Reputation: 387
I have a mailbox file containing over 50 megs of messages separated by something like this:
From - Thu Jul 19 07:11:55 2007
I want to build a regular expression for this in Java to extract each mail message one at a time, so I tried using a Scanner, using the following pattern as the delimiter:
public boolean ParseData(DataSource data_source) {
boolean is_successful_transfer = false;
String mail_header_regex = "^From\\s";
LinkedList<String> ip_addresses = new LinkedList<String>();
ASNRepository asn_repository = new ASNRepository();
try {
Pattern mail_header_pattern = Pattern.compile(mail_header_regex);
File input_file = data_source.GetInputFile();
//parse out each message from the mailbox
Scanner scanner = new Scanner(input_file);
while(scanner.hasNext(mail_header_pattern)) {
String current_line = scanner.next(mail_header_pattern);
Matcher mail_matcher = mail_header_pattern.matcher(current_line);
//read each mail message and extract the proper "received from" ip address
//to put it in our list of ip's we can add to the database to prepare
//for querying.
while(mail_matcher.find()) {
String message_text = mail_matcher.group();
String ip_address = get_ip_address(message_text);
//empty ip address means the line contains no received from
if(!ip_address.trim().isEmpty())
ip_addresses.add(ip_address);
}
}//next line
//add ip addresses from mailbox to database
is_successful_transfer = asn_repository.AddIPAddresses(ip_addresses);
}
//error reading file--unsuccessful transfer
catch(FileNotFoundException ex) {
is_successful_transfer = false;
}
return is_successful_transfer;
}
This seems like it should work, but whenever I run it, the program hangs, probably due to it not finding the pattern.
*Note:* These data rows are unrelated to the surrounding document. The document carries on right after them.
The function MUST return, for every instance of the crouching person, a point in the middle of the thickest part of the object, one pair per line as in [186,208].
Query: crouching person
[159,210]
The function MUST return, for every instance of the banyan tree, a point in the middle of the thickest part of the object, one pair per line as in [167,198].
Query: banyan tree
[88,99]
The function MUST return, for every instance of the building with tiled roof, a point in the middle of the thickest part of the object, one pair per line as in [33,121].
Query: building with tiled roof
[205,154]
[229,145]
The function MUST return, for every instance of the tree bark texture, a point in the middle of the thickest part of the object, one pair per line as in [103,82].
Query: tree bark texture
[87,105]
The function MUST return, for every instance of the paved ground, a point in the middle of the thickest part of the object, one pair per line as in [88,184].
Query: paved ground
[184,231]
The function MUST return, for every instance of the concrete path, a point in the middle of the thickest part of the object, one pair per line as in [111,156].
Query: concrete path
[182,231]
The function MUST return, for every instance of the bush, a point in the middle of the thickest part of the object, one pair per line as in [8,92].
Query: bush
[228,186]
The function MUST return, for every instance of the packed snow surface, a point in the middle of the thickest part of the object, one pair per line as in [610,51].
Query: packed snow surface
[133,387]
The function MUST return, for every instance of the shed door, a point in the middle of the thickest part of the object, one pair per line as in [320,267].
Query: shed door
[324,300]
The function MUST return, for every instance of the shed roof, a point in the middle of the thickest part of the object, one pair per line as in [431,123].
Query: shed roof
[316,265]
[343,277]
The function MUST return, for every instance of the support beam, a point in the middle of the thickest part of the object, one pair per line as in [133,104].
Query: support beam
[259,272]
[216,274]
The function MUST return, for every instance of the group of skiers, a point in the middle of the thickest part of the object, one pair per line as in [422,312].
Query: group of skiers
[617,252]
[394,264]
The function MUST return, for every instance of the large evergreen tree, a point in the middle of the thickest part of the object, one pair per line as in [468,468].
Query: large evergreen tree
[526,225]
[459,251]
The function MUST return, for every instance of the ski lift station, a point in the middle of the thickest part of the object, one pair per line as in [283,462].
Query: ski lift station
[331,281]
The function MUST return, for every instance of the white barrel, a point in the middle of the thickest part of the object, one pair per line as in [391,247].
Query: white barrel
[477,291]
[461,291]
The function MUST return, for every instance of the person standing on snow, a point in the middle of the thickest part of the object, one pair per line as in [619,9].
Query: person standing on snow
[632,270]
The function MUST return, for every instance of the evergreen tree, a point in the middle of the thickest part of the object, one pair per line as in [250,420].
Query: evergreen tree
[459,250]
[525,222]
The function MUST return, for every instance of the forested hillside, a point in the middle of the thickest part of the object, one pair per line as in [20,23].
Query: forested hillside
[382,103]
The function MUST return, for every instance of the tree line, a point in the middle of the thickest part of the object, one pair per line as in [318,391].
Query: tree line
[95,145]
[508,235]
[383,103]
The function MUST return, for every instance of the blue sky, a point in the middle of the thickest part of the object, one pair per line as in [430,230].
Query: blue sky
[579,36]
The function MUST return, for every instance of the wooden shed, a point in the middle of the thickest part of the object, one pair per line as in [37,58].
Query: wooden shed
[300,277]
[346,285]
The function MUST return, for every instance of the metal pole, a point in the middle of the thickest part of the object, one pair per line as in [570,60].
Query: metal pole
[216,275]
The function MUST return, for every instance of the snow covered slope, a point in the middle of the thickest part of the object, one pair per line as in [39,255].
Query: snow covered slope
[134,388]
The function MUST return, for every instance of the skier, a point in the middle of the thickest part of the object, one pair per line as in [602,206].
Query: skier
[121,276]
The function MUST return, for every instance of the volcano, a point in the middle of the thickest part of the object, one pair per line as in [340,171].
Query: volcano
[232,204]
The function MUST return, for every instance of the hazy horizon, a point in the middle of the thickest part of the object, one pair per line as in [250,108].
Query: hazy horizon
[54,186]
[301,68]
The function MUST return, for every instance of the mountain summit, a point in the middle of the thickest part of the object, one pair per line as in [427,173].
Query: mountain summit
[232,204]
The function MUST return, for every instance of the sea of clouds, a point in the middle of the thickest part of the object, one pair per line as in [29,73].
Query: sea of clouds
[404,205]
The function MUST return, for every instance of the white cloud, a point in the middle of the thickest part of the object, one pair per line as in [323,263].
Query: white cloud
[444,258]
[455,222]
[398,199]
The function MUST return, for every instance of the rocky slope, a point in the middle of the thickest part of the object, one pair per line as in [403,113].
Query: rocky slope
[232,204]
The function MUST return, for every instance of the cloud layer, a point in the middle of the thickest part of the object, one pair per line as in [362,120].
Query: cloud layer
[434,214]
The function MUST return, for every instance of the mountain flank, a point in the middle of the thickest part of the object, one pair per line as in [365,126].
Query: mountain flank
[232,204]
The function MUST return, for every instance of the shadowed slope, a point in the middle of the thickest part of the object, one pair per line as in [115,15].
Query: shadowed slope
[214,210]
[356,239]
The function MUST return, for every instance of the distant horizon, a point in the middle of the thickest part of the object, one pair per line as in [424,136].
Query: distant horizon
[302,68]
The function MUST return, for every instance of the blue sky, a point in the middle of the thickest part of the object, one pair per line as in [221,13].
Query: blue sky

This same regular expression works in Perl with the same file, but in Java it always hangs on the String current_line = scanner.next(mail_header_pattern);
Is this regular expression correct or am I parsing the file incorrectly?
Upvotes: 0
Views: 908
Reputation: 425438
I'd be leaning toward something much simpler, by just reading lines, something like this:
while(scanner.hasNextLine()) {
String line = scanner.nextLine();
if (line.matches("^From\\s.*")) {
// it's a new email
} else {
// it's still part of the email body
}
}
Upvotes: 1